First, I ran the benchmark on the test server, which hosts about 20 sites with low traffic (I didn’t want to bring up a separate instance for just a single benchmark run). MySQL runs on the same instance as the web server. And here are the results:
Your System | Industry Average | |
---|---|---|
CPU Speed: | 38,825 BogoWips | 24,896 BogoWips |
Network Transfer Speed: | 97.81 Mbps | 11.11 Mbps |
Database Queries per Second: | 425 Queries/Sec | 1,279 Queries/Sec |
Secondly, I ran the benchmark on one of the live servers, which also hosts about 20 sites with low traffic. Here though, Nginx web server runs on one instance and the MySQL database on another. Here are the results:
Your System | Industry Average | |
---|---|---|
CPU Speed: | 37,712 BogoWips | 24,901 BogoWips |
Network Transfer Speed: | 133.91 Mbps | 11.15 Mbps |
Database Queries per Second: | 1,338 Queries/Sec | 1,279 Queries/Sec |
In both cases, MySQL is v5.5.42, running on the /usr/share/doc/mysql55-server-5.5.42/my-huge.cnf configuration file. (I find it ironically pleasing that the tiniest of Amazon EC2 servers fits perfectly for the huge configuration shipped with documentation.)

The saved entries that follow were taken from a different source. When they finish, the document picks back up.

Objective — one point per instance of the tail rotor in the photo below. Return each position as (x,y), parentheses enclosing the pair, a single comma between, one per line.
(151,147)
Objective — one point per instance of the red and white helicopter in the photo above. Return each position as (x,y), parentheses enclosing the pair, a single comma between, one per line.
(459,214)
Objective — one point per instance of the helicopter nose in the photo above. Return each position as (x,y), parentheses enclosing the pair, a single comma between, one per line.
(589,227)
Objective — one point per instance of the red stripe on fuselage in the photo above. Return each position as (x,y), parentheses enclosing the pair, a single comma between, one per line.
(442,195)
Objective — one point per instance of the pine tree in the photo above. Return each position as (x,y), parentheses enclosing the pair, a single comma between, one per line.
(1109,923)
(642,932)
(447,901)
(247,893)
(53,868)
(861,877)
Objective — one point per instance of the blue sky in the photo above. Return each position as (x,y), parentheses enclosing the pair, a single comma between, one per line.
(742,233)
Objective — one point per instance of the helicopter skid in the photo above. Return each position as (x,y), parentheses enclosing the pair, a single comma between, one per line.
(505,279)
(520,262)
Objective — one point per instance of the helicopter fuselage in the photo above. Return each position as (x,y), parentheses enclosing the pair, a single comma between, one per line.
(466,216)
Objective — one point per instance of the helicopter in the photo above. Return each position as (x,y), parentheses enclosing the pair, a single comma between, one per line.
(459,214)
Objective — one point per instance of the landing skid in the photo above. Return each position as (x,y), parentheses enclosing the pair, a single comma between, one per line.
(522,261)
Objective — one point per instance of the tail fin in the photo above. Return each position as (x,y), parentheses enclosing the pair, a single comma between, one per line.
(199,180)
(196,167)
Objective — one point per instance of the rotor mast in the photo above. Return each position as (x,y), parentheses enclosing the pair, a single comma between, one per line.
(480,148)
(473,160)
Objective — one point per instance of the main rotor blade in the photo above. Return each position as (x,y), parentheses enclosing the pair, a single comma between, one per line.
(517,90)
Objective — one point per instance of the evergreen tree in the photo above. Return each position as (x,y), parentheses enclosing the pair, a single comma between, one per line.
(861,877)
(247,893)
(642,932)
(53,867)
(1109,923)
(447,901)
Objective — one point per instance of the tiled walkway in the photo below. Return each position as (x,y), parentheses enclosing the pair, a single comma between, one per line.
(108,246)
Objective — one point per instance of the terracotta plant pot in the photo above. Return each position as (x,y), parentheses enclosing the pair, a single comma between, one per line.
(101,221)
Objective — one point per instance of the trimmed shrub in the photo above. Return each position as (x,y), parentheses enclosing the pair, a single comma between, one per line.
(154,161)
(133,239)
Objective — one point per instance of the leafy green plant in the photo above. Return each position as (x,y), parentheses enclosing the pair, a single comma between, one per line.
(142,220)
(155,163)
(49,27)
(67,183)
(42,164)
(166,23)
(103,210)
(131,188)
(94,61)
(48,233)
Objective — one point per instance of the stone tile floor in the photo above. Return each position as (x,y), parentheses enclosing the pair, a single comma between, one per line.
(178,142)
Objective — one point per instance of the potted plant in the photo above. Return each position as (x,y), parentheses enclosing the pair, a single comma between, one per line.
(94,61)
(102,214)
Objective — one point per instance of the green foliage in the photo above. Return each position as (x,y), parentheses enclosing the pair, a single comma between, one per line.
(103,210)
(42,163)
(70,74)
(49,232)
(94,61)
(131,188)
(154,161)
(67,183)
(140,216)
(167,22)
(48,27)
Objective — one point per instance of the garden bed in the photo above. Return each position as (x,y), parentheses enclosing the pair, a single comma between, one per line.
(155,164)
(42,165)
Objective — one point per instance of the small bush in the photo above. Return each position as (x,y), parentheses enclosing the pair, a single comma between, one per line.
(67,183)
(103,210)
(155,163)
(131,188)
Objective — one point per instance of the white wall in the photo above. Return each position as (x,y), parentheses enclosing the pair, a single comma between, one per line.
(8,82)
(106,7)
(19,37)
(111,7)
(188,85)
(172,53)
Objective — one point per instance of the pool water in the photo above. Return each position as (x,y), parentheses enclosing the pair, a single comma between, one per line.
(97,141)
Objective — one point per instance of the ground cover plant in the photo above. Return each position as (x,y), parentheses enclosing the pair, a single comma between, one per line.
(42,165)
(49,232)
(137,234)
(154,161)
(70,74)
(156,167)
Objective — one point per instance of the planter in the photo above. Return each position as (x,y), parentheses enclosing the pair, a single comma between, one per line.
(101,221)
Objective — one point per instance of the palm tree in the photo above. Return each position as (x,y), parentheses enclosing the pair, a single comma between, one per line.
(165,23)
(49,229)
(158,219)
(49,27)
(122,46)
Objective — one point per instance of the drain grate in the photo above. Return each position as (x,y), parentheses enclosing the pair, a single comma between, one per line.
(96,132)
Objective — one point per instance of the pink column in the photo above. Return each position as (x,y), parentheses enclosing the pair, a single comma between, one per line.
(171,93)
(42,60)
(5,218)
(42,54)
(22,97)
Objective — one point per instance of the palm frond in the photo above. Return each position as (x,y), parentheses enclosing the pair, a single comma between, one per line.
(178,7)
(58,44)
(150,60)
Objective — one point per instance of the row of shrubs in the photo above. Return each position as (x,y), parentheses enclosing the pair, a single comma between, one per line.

The benchmark plugin explains how the numbers are calculated. Here’s what it says about the database queries:
To benchmark your database I use your wp_options table which uses the longtext column type which is the same type used by wp_posts. I do 1000 inserts of 50 paragraphs of text, then 1000 selects, 1000 updates and 1000 deletes. I use the time taken to calculate queries per second based on 4000 queries. This is a good indication of how fast your overall DB performance is in a worst case scenario when nothing is cached.
So, it’s a good number to throw around, but it’s far from the realistic site performance, as your WordPress site will mostly get SELECTs, not INSERTs or UPDATEs or DELETEs. And then, you’ll obviously need to see how many SQL queries do you need per page. And then you’ll need to examine all the caching in play – from browser, web server, WordPress, MySQL, and the operating system. And then, and then, and then.
But for a quick measure, I think, this is a good benchmark. It’s obvious that my friend can get a lot more out of his server without digging too deep. It’s obvious that separating web and database server into two Amazon instances gives you quite a boost. And it’s obvious that I don’t know much about performance measuring.